The new Big Data technological innovation has the potential to usher in an information-based, scientific revolution in a number of industries and human endeavors. Like all scientific revolutions however, it will take some time to transition to all sectors of businesses and society, especially in cases where markets are relatively heterogeneous and imperfect, such as in the rare book trade. The unique attributes of rare books and the variations from one to the next, present a domain challenge that is difficult to holistically analyze and derive projections on market trends. Machines are well suited for pattern mining using complex analytical models, and with rare books the pattern is more difficult to identify than the equivalent homogeneous new book marketplace.
The reality is that things that machines have yet to revolutionize are still done very well by humans. For example, visual comparison of two rare books having the same imprint in order to identify anomalies. Another example is seen when one looks through the pages to understand the sentimental value and meaning of a particular association copy in order to estimate its value. Data scientists, without the assistance of big data technologies, can also better recognize and analyze adjacency and symmetry in data patterns. For example, the simple line graphical representation below plots the actual high price sales for rare books sold by Abebooks each month during the last four years.
A quick visual inspection derives the following observations and projections:
- The general sale prices for rare book high-spots sold by Abebooks on-line, since early 2009, have been on an upward trend.
- The month of July is usually the month carrying the least expensive sale of the year.

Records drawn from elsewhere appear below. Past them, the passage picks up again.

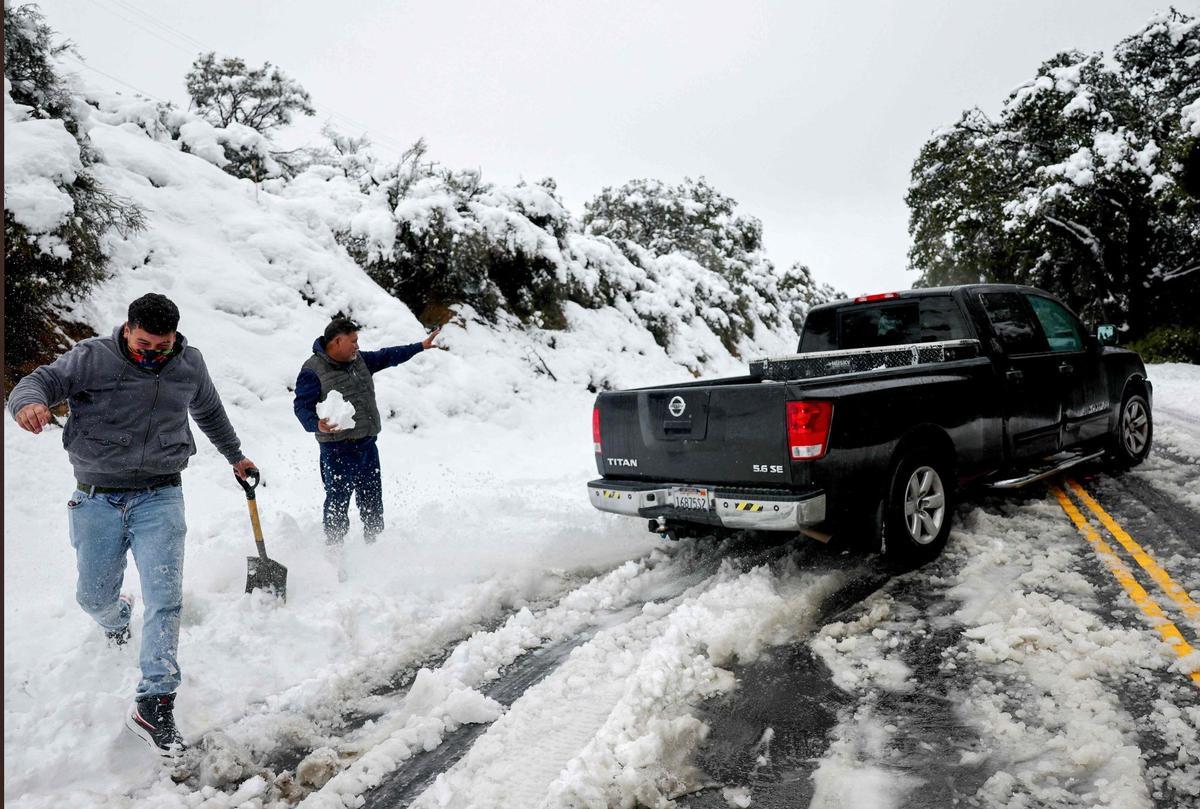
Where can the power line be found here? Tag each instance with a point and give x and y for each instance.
(180, 37)
(96, 70)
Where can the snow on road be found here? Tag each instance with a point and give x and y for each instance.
(1049, 685)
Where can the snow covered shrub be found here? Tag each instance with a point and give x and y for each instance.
(435, 237)
(1170, 343)
(690, 237)
(1079, 186)
(57, 215)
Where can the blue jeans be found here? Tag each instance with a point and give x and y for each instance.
(352, 468)
(103, 528)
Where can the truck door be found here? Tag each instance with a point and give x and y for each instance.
(1030, 376)
(1083, 385)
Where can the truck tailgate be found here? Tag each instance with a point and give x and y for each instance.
(702, 433)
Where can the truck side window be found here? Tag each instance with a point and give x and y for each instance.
(941, 319)
(868, 327)
(1012, 322)
(820, 331)
(1057, 324)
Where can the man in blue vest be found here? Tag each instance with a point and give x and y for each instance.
(127, 439)
(349, 457)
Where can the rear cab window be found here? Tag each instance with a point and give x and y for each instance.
(1013, 322)
(1062, 330)
(928, 318)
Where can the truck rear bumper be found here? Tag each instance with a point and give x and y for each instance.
(731, 508)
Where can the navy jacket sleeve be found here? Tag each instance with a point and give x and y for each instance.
(305, 403)
(387, 358)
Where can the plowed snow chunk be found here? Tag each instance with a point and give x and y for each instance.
(336, 411)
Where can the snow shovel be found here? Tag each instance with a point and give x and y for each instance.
(261, 571)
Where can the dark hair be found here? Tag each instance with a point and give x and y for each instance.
(155, 313)
(340, 325)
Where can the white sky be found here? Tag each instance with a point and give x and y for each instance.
(809, 114)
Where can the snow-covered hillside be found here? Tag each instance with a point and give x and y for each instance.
(486, 448)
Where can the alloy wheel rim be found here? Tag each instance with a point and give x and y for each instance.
(924, 504)
(1134, 426)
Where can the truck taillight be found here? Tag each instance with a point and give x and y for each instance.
(880, 295)
(808, 430)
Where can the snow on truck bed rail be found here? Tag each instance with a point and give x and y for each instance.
(815, 365)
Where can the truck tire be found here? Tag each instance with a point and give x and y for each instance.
(917, 508)
(1133, 435)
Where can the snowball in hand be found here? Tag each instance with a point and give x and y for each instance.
(336, 411)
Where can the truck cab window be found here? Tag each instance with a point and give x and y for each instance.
(868, 327)
(1060, 325)
(1012, 322)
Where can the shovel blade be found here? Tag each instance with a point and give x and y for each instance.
(267, 574)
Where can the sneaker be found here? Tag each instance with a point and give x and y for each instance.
(119, 637)
(154, 721)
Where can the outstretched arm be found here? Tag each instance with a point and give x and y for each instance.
(30, 401)
(387, 358)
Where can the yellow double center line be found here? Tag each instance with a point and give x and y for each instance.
(1149, 606)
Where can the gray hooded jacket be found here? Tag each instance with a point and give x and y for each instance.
(129, 425)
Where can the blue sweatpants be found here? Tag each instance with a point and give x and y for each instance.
(352, 467)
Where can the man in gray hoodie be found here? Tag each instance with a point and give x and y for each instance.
(127, 439)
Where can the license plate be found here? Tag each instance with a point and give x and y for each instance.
(694, 499)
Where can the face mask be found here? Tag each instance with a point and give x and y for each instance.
(150, 358)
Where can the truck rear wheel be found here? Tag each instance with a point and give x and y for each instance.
(917, 508)
(1129, 443)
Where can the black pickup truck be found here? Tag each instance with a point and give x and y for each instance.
(892, 405)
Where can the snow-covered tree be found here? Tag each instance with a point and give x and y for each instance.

- The month of November is usually the month with the most expensive sale during the year.
- Sales of high-spots have been particularly picking up pace during the last two years on-line, worldwide.

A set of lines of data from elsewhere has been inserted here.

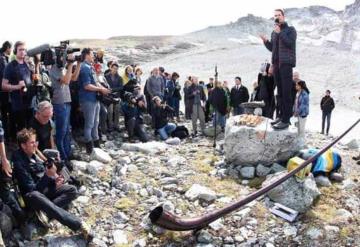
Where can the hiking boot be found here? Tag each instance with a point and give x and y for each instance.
(281, 126)
(86, 231)
(74, 157)
(89, 147)
(44, 220)
(97, 144)
(276, 121)
(69, 165)
(356, 158)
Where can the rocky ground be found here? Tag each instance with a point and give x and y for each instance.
(191, 178)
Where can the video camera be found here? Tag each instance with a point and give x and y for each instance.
(59, 54)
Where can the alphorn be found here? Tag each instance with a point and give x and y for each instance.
(169, 221)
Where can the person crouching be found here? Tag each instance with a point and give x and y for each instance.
(41, 187)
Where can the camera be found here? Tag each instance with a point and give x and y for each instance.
(59, 54)
(53, 158)
(111, 98)
(98, 58)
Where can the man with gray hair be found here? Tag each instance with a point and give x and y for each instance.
(155, 84)
(43, 125)
(197, 98)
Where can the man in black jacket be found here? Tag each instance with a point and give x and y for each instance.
(161, 113)
(41, 187)
(327, 105)
(219, 101)
(197, 98)
(5, 52)
(116, 85)
(283, 48)
(239, 94)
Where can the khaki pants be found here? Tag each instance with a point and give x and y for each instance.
(301, 126)
(113, 115)
(198, 113)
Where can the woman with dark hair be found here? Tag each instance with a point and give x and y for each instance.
(5, 52)
(128, 74)
(301, 106)
(266, 91)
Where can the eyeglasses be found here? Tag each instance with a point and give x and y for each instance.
(33, 143)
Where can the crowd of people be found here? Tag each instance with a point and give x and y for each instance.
(44, 108)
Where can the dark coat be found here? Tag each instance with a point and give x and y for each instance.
(30, 175)
(239, 96)
(283, 46)
(218, 100)
(160, 115)
(327, 104)
(191, 94)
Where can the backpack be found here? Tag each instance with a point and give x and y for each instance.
(181, 132)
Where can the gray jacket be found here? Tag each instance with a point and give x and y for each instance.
(155, 86)
(283, 46)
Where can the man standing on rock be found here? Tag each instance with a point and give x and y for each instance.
(327, 105)
(283, 48)
(197, 98)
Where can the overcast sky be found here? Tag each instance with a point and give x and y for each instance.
(40, 21)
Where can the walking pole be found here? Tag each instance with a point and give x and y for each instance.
(216, 79)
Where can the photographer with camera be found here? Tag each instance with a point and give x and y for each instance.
(43, 126)
(88, 99)
(116, 84)
(133, 107)
(283, 48)
(17, 80)
(161, 113)
(42, 188)
(61, 75)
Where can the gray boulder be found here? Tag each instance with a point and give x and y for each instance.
(73, 241)
(262, 171)
(298, 195)
(247, 172)
(261, 144)
(100, 155)
(147, 148)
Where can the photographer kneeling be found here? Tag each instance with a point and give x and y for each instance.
(42, 188)
(89, 101)
(133, 107)
(161, 113)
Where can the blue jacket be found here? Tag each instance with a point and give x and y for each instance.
(1, 133)
(302, 108)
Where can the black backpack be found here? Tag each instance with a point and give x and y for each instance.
(181, 132)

- High-spots are more likely to sell in the month of November, and least likely to sell during the month of July.
The assertions of the visual analysis based on 50 data values of a single measure seem quite predictable. They are not far from observations made by other approaches which were dominated by gut and intuition, rather than by actual data. There is no need for a chart to suggest that prices of rare books are rising in general, or that sales are higher in the month before the holidays and slower during the time that people are on vacation. A common sense opinion or a hunch can probably get the same result.

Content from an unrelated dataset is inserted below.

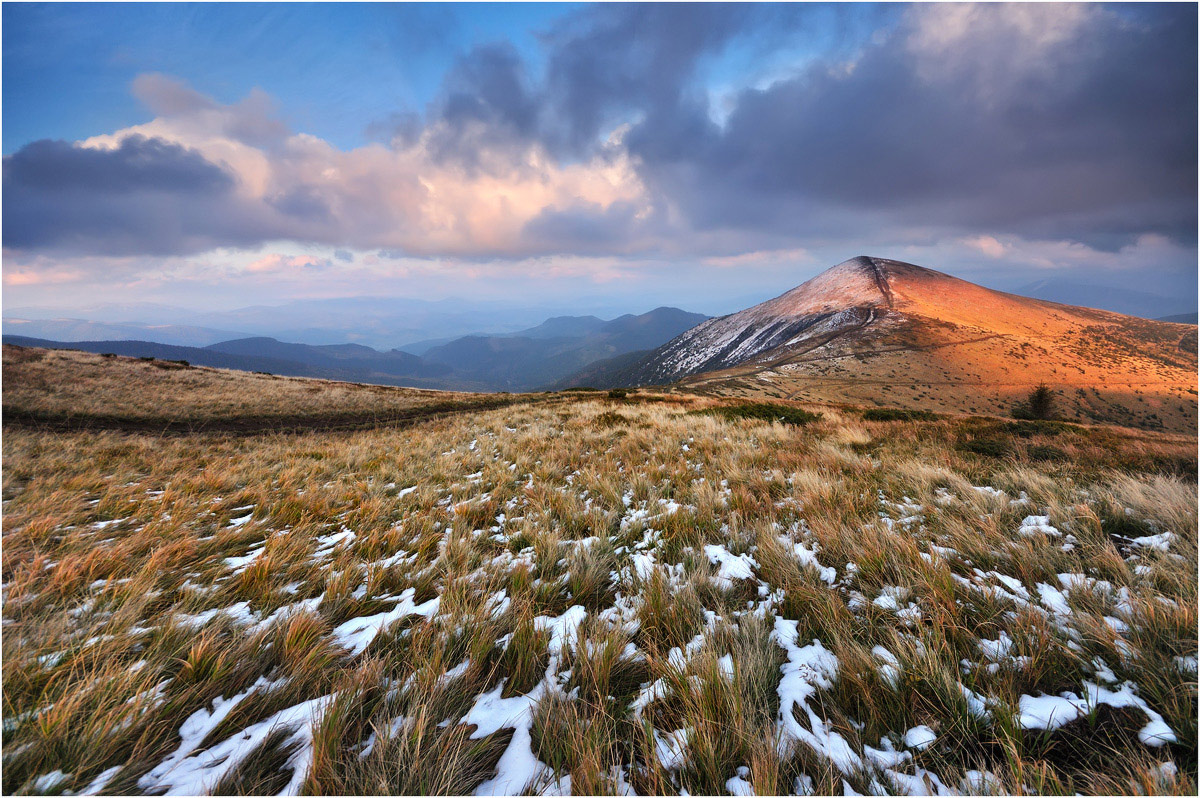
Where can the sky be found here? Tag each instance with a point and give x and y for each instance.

Big data on the other hand, despite all the obstacles, is far more powerful than the analytics that were used in the past. Factors that are less obvious, hidden away from common sense and even common statistical analysis methods, are uncovered through advancements in big data technologies that allow processing of massive amounts of data. There is no doubt that in an imperfect market such as the rare book marketplace, the task is not just a matter of better technologies, but also semantics. Rare book data of interest is segregated between multiple e-commerce sites, auction houses, small or big bookstores, dealers at book fairs and so forth. On the plus side, time is working to consolidate the industry and generate the big data to analyze. Even during the recent times of economic crisis the rare book marketplace has become even more globally interconnected with bookstore closings, book fairs conducting fewer transactions and on-line marketplaces expanding.
Another task that the Rare Book Sale Monitor (RBSM) project is putting a great deal of energy into is the construction of rules to formalize human knowledge in order to provide the maximum level of homogeneity to the heterogeneous rare book trade. This effort allows for automated pattern matching in order to compare pricing that cannot be considered “apples to oranges.”
Data-driven decision making is geared to revolutionize the book trade. As buyers and sellers cluster the bulk of their activities under the big on-line marketplaces which represent some form of a more “perfect market,” datafication is also bound to grow. The ability to compare what is available for sale or put up for sale by using existing market availability data from worldwide sources, is constantly improving. Massive amounts of data that get generated are being used to measure and manage strategies that rely on smarter decisions and accurate predictions. Man and machine are working together to explore and discover the vast areas of opportunity that the rare book marketplace has yet to reveal. Being able to predict, among other projections that Abebooks will conduct its most expensive sales in late spring just like it had last year, may not be too far off.